What is different about the italics in the
response versus the italics in the poem?
3.
How is the perspective in
the response different from that of the poem? What effect does that change
have?
Homework Assignment: Summarize the Poem
Write a
7-9 sentence paragraph summarizing the poem with quotations, in-text citation,
and a Work Cited Page.
Example Summary: Too short, but incorporates quotation and
in-text citation:
Joel Dias-Porter’s poem, “Wednesday Poem,” starts off by
talking about getting to school to teach a lesson, but that “outside the
classroom, things are too quiet” (Dias-Porter 33). The speaker finds out that
one of their students, Maurice, “…got shot last night…” and that the other
students “sit in a circle” (Dias-Porter 33). The speaker reminisces about
Maurice, and the poem ends wondering about the future of students in a time
“where it’s natural to never see seventeen” (Dias-Porter 34).
Work Cited Page
(for today’s poem)
Dias-Porter, Joel. “Wednesday
Poem” Bullets Into Bells: Poets and Citizens Respond to Gun Violence.
Ed. Brian Clements et al. Beacon Press, 2017.
Homework Assignment: Summarize the Response
Write a 7-9
sentence paragraph summarizing the response with quotations, in-text citations,
and a Work Cited Page.
Homework
Assignment: Analysis
Question for analysis: In Dias-Porter’s poem, the speaker puts his
nature book away because “which students could these pistils protect, / here
where it’s natural to never see seventeen” (Dias-Porter 34). In contrast, Leyba
uses the word “unnatural” to describe the horrors of gun violence. What are the
words “natural” and “unnatural” doing in each piece? What is being described as
“natural” and “unnatural”? Use quotation and in-text citation to support your
answer.
Homework
Assignment: Imitation
Write your own poem where you compare something
you consider “natural” to something that is not.
Homework:
- Summary of Poem
- Summary of
Response
- Analysis of
Poem/Response
- Imitation of
Poem
About
this class:
In this class, you are welcome to submit
homework for a grade. If it’s not strong
enough to earn an A, I’ll give you some comments to help you revise it, and let
you do it over again.
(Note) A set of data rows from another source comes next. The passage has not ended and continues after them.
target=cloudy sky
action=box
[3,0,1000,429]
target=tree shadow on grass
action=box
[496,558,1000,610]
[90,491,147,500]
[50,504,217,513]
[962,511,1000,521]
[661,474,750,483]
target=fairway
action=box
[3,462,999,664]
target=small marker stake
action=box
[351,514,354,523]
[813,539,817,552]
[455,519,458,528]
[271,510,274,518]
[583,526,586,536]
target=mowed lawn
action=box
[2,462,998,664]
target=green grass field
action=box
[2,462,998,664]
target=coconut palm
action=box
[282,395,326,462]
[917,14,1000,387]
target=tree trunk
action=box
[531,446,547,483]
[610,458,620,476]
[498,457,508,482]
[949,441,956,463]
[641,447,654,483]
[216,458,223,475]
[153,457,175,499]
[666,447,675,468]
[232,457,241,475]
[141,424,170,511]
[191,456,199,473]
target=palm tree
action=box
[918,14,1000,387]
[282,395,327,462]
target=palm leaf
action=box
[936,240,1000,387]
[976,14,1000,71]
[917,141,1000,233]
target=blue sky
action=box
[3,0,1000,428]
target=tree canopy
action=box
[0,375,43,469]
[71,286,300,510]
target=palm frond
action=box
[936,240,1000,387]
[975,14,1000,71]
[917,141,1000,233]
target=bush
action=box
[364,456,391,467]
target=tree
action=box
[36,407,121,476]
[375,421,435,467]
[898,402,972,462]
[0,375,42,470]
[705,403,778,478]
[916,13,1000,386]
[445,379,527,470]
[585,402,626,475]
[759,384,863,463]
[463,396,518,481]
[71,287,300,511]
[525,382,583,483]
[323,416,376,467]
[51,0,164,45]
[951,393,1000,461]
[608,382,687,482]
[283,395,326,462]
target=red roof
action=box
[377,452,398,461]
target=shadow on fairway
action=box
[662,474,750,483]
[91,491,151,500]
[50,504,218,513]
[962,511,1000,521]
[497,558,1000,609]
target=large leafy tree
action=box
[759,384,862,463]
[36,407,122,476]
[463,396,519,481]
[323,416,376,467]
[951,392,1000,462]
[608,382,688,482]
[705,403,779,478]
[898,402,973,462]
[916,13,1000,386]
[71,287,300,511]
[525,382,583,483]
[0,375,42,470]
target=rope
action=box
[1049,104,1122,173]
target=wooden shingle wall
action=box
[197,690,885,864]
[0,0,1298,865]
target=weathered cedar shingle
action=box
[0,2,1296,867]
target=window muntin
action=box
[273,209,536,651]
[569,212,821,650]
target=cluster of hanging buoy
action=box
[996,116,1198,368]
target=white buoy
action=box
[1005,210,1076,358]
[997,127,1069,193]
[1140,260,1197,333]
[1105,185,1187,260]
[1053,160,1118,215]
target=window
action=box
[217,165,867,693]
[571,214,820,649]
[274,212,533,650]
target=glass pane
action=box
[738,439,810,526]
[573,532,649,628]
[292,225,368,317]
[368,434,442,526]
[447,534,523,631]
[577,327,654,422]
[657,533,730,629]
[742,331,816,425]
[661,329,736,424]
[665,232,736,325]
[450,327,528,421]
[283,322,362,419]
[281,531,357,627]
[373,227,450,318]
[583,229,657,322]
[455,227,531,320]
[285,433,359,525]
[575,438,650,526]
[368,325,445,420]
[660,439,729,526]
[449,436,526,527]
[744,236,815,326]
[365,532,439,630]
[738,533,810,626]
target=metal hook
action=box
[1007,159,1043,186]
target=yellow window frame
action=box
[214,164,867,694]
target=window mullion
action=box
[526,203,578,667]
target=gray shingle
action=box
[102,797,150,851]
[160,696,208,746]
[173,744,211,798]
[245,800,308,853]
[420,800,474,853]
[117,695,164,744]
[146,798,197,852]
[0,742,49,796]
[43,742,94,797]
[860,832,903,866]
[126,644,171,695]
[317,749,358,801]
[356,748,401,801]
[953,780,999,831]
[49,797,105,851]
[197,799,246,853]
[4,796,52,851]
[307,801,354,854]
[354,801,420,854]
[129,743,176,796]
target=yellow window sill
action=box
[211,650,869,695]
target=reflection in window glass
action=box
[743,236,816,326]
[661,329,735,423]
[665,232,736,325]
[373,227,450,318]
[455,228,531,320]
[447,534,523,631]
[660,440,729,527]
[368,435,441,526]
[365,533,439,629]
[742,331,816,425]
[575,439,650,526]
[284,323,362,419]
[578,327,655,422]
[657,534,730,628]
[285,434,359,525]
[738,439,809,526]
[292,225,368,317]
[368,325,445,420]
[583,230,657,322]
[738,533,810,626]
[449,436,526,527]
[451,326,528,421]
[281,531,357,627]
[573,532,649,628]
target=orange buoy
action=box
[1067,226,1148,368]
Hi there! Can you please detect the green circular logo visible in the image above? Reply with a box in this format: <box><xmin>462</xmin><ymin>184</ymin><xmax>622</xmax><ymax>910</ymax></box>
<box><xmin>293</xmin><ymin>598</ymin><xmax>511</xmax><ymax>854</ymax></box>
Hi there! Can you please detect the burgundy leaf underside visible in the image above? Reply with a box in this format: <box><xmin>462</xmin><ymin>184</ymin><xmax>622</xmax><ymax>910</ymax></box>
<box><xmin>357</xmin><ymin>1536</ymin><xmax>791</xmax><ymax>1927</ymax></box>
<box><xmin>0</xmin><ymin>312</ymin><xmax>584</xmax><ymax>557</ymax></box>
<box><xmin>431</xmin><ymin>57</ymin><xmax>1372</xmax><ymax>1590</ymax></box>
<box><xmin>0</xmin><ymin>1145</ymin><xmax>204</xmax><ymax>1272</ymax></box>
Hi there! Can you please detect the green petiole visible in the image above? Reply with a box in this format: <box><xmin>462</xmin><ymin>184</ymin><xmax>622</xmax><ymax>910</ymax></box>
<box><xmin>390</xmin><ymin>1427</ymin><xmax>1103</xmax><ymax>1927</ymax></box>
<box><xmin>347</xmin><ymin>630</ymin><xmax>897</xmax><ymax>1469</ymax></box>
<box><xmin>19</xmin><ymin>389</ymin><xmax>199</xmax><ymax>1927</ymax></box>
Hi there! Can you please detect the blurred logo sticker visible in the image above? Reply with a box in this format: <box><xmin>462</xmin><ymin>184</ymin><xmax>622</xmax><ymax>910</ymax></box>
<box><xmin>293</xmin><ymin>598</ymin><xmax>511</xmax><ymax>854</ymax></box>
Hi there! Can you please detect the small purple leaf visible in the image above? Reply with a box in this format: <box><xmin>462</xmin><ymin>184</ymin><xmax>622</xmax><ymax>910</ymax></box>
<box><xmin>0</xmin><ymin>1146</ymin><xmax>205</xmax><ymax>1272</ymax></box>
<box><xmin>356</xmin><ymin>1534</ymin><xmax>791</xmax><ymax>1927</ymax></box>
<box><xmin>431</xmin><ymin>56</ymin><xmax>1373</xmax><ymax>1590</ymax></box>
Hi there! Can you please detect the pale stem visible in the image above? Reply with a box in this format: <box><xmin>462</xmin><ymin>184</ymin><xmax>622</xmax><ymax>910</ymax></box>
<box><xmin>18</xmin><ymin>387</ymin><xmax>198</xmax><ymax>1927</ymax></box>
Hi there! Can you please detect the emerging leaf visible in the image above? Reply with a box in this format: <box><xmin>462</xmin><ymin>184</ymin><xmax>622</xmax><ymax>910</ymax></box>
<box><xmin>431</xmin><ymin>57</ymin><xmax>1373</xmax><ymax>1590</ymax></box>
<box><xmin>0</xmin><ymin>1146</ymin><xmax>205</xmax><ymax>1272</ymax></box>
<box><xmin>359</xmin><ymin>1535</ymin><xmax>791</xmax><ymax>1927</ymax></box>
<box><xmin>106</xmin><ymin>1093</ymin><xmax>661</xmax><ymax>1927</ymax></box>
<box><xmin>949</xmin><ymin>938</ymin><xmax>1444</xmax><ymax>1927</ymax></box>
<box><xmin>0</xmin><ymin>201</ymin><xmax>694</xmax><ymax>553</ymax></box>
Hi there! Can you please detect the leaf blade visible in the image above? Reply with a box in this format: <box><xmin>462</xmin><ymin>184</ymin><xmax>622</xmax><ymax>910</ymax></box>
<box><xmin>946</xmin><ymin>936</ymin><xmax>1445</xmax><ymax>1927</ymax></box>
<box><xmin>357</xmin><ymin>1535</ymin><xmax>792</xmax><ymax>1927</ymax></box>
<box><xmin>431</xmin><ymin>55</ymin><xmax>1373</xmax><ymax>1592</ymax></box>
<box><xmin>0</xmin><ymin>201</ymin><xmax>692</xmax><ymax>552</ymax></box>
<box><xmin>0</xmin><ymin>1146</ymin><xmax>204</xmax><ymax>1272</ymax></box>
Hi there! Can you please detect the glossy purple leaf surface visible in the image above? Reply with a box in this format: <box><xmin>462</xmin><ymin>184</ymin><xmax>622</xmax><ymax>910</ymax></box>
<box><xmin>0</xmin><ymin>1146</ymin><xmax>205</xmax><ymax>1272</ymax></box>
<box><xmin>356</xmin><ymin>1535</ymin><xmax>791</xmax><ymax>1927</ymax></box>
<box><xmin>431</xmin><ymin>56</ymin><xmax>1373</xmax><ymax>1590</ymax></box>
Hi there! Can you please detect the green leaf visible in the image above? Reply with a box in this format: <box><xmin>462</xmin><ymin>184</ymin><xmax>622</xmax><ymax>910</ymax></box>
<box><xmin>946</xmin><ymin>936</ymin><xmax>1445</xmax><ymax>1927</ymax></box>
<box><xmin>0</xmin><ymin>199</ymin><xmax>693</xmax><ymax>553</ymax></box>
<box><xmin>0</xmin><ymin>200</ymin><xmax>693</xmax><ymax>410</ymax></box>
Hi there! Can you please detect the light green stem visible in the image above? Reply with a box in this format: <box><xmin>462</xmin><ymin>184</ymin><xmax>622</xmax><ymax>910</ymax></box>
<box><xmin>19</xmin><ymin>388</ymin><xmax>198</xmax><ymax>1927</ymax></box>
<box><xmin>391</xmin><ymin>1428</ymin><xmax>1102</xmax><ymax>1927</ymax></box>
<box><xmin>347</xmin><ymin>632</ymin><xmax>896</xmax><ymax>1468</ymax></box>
You have as many chances as you want to complete and
perfect the work in this class, and you are welcome to do more than one week’s
worksheet for homework at a time; ask me for sheets you’ve missed. Students who complete 15 weeks of graded
assignments and a longer paper can qualify for college credit. When you get close to completing 15 weeks,
I’ll help you get started on your longer paper.